C’est pourquoi cet ouvrage permet une lecture plurielle car disparate
ou attentive grâce à une mise en page originale à
l’image de son sujet. Le lecteur remarque des caractères
normaux ou démesurés inspirés sans doute de ce que
peut faire Jean Luc Godard dans ses films. Les intermèdes sont
d’un enchaînement instantané. La nouvelle vague est
prise sur le vif mais avec des années de recul. Les pages voient
se succéder des textes décrivant l’époque et
les circonstances formant la nouvelle vague, d’articles d’époque
écrits par ses acteurs, de glossaire sur différents personnages
illustrant la nouvelle vague.
Jean Douchet replace la nouvelle vague dans son contexte. Car ce mouvement
se base avant tout sur le présent qu’il soit politique, social,
artistique. François Truffaut, Jean Luc Godard, Eric Rohmer, Claude
Chabrol, Jacques Rivette et les autres réagissent avant tout contre
l’époque.
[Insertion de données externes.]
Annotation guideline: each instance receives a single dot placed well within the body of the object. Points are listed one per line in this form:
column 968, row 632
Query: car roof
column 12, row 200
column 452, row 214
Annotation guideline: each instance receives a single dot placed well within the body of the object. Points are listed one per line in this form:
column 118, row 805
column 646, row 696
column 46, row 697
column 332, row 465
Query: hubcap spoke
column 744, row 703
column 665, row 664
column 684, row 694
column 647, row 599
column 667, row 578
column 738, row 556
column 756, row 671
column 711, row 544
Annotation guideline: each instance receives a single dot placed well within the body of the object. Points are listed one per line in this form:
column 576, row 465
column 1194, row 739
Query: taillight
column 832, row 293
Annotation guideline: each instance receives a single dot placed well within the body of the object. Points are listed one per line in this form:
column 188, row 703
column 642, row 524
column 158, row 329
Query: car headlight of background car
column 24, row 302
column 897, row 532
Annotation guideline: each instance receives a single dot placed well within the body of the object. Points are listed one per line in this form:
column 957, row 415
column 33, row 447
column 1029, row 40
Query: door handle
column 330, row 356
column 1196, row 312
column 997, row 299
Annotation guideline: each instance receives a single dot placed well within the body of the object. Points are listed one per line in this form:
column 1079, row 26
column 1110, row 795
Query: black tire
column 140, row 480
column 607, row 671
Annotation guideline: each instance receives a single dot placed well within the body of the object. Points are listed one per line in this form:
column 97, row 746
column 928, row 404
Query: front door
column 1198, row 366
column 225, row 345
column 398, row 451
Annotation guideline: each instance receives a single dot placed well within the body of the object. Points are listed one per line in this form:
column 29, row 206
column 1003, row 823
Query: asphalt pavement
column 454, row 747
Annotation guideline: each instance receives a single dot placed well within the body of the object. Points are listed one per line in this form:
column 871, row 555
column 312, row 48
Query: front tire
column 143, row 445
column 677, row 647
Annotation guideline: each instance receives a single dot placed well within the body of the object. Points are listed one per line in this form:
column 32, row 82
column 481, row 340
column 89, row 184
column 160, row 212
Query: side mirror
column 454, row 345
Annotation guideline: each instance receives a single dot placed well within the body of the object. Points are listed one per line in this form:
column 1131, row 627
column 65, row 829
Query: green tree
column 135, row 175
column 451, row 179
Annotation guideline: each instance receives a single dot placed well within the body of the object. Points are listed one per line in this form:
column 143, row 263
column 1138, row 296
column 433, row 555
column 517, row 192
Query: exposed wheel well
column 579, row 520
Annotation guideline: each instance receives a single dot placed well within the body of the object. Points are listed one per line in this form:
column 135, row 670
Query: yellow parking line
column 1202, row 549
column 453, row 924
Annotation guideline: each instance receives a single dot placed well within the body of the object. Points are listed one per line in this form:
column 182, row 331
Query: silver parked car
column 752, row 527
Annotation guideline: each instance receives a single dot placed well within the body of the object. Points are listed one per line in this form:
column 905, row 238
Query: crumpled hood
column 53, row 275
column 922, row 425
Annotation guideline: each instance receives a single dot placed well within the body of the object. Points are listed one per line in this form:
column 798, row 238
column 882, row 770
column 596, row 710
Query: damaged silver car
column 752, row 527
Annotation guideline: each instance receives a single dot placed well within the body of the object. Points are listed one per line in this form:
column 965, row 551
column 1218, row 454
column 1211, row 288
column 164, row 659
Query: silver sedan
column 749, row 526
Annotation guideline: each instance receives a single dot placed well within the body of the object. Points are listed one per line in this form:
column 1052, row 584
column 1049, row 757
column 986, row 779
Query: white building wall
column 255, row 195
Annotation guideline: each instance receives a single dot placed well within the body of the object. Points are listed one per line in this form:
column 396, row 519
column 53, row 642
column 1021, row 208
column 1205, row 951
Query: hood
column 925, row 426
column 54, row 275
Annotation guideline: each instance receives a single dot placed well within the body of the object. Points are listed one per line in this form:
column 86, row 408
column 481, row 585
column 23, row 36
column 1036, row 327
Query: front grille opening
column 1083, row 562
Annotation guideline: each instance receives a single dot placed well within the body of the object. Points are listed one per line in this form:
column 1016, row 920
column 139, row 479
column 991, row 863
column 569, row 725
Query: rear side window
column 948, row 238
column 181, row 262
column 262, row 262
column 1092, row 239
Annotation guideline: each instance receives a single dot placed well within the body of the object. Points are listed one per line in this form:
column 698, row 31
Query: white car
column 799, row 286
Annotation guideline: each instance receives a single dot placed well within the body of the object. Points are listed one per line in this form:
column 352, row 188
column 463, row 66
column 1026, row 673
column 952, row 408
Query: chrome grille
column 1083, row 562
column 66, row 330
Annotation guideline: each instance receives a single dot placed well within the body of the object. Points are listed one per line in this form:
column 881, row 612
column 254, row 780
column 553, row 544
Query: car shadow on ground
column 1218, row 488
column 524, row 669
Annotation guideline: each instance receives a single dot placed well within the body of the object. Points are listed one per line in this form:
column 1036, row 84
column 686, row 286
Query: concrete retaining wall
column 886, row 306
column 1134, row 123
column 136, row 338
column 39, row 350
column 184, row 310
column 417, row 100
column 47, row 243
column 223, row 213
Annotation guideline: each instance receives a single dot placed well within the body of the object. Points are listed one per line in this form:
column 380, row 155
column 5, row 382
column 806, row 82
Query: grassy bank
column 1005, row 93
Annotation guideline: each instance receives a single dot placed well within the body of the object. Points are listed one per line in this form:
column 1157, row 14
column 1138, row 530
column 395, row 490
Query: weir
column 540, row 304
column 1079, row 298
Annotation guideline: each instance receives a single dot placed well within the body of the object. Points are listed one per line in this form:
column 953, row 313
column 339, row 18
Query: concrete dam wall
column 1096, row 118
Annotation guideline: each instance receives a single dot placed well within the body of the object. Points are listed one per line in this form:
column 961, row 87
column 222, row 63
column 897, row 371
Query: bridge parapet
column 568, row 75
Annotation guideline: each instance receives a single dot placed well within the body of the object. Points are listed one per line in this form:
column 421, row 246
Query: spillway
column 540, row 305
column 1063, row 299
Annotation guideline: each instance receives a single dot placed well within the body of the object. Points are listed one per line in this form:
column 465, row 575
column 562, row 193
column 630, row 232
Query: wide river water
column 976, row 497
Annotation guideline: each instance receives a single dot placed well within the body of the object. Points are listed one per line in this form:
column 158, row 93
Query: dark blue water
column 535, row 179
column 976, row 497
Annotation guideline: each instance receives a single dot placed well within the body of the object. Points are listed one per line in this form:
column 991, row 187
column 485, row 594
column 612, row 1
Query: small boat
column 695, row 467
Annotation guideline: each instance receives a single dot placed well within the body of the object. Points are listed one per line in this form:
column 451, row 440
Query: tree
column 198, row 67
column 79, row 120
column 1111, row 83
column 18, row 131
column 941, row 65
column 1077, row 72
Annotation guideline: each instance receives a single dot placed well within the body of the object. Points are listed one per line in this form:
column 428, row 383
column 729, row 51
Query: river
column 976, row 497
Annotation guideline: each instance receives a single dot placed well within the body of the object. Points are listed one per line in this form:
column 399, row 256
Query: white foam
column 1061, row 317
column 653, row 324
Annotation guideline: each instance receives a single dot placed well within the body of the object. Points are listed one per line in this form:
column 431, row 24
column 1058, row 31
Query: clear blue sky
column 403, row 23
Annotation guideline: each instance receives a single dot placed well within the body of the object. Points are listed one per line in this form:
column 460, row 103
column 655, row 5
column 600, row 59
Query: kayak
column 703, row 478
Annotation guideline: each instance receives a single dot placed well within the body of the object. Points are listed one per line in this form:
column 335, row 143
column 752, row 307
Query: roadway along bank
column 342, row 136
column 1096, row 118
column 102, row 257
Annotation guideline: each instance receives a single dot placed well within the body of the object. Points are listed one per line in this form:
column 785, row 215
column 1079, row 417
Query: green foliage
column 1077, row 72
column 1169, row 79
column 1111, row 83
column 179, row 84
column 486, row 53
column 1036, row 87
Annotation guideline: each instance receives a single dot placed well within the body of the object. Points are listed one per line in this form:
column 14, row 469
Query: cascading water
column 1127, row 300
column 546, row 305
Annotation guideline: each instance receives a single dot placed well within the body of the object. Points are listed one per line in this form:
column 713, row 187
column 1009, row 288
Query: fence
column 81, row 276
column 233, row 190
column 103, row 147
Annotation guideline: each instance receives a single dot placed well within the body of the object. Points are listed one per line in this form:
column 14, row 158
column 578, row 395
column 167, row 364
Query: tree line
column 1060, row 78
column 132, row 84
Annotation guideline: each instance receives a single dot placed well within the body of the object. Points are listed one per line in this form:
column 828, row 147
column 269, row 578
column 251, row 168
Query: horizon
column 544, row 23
Ils surgissent par le rejet des anciens, par un
discours novateur. Ils modernisent le cinéma. La mise en scène
devient beaucoup moins figée. Le récit est accéléré
par des dialogues courts, vifs d’esprit. Le spectateur est pris
dans un vertige de sentiments contradictoires. Les quiproquos, par exemple,
se succèdent, l’individualisme de l’époque est
restitué. Décrire le superficiel en faisant de l’esprit,
s’intéresser à l’Histoire dans toute sa démesure
pour en donner une vision absurde et individuelle. Il leur faut donner
place à la dimension artistique du cinéma, l’individu
doit pouvoir s’y exprimer et prendre de l’envergure alors
que le cinéma était lourd car collectif et faisant intervenir
énormément de moyens financiers et humains. Ces cinéastes
démontrent que l’on peut en faire librement et facilement.
Une émulation permet alors la réalisation en cascade de
films. Mais il n’y a pas d’imitation entre eux, ce qui est
remarquable vient justement du fait que différentes personnalités
créent à l’aide de l’étiquette «
nouvelle vague » des univers personnels. On peut croire François
Truffaut qui écrit dans un article après que la mode sur
« nouvelle vague » se soit estompée et se fasse critiquer
« il n’y a jamais eu de nouvelle vague ».
Les cinéastes de cette époque survivront indépendamment
de cette formule. C’est pourquoi la restitution de l’esprit
collectif par Jean Douchet se fait naturellement et clairement. Ce n’est
pas une mise au point mais une mise en action.